Bref, ce qui était un « geste » comme celui de Duchamp, qui avait un effet de choc (critique des supports traditionnels et du circuit artistique), est devenu une opération artistique (dans l'endossement de ces supports et de ce circuit). Une neutralisation qui a culminé, selon Burger, dans les gestes de protestation « inauthentiques » des « néo-avant-gardes », comme le pop art et le les happenings dans les années 1960 et 1970.
Bien que les intentions politiques de l'avant-garde n'aient pas survécu, Bürger conclut que leur effet sur le plan artistique ne peut être ignoré, car ces mouvements, loin d'assumer un principe stylistique, ont mis à la disposition des artistes une pluralité de procédés artistiques. La crise de l'avant-garde aurait également entraîné la fin de l'idée de progrès, c'est-à-dire la prétention d'un style ou d'une forme artistique à se présenter comme la forme supérieure et idéale d'une époque.

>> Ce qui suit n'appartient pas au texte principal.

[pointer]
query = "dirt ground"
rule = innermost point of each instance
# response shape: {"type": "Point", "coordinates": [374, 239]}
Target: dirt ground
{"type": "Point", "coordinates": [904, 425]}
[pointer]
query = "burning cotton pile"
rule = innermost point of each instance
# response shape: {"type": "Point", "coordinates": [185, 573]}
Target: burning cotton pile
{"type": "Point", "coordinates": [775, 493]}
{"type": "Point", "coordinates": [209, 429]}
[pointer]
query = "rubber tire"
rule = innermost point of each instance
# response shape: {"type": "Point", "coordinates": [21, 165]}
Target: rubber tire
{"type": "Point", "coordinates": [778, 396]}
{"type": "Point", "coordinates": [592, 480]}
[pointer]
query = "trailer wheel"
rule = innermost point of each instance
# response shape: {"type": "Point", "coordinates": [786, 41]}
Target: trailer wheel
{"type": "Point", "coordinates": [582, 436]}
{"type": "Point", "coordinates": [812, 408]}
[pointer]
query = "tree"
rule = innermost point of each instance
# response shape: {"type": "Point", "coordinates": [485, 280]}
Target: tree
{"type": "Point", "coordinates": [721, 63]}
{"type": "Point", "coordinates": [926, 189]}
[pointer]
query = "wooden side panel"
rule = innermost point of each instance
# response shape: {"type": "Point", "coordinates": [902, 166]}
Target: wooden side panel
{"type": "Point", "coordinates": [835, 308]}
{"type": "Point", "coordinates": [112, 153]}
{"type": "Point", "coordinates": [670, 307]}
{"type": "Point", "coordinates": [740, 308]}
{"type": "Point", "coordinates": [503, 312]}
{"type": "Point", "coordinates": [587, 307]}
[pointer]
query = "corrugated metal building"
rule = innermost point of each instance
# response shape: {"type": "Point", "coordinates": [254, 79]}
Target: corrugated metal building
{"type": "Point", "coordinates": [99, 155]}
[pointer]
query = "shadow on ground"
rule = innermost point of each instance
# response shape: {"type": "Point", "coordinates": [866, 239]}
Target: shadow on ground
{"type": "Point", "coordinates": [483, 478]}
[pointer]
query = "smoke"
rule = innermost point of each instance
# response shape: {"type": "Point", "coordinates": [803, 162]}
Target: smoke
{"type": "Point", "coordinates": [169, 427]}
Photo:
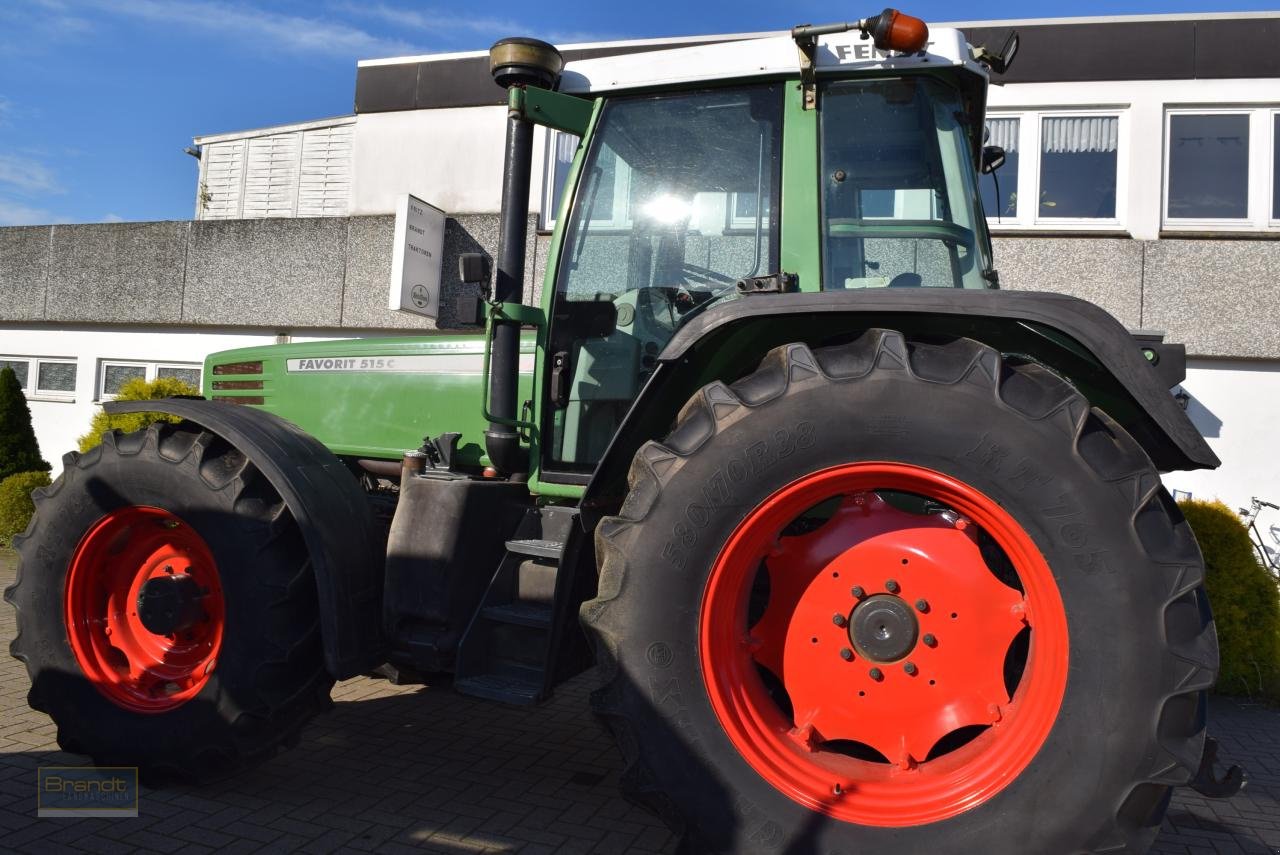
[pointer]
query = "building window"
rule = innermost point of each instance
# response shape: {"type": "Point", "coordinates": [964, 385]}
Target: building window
{"type": "Point", "coordinates": [113, 375]}
{"type": "Point", "coordinates": [1078, 167]}
{"type": "Point", "coordinates": [50, 379]}
{"type": "Point", "coordinates": [21, 367]}
{"type": "Point", "coordinates": [1221, 169]}
{"type": "Point", "coordinates": [1208, 167]}
{"type": "Point", "coordinates": [1002, 131]}
{"type": "Point", "coordinates": [561, 149]}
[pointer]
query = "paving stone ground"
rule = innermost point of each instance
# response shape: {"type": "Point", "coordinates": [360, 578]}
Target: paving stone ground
{"type": "Point", "coordinates": [421, 768]}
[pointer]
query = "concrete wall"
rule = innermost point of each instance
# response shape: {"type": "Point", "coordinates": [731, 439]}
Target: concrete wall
{"type": "Point", "coordinates": [1216, 296]}
{"type": "Point", "coordinates": [59, 420]}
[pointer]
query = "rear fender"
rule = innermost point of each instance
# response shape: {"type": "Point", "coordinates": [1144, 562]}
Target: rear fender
{"type": "Point", "coordinates": [330, 510]}
{"type": "Point", "coordinates": [1070, 337]}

Un constat qui constituera, dans les années 1980, une référence théorique non négligeable dans l'interprétation de l'art post-avant-gardiste, non en raison de l'extension de l'esprit d'avant-garde de la critique des institutions artistiques, mais en raison de la déconstruction des styles modernes que produit les différences ou les combine les uns avec les autres. , dans chaque œuvre. Peter Bürger conçoit cependant cette juxtaposition de styles et de formes (qui, d'ailleurs, avertit l'auteur, était déjà observée par Hegel à propos de l'art de son temps) comme source des impasses actuelles de la théorie esthétique.
Comme l'avant-garde a radicalement modifié le mode d'engagement politique dans l'art, Bürger soutient qu'il est nécessaire de repenser la théorie. De Kant à Adorno, à l'exception de Hegel, la théorie esthétique se serait constituée comme une théorie de l'autonomie de l'art, ou, selon les termes de l'auteur, comme une « catégorie idéologique de la société bourgeoise », et il faut maintenant fonder la théorie sur le thème de l'institution de l'art, c'est-à-dire le penser du point de vue de la production, de la circulation et de la réception artistiques.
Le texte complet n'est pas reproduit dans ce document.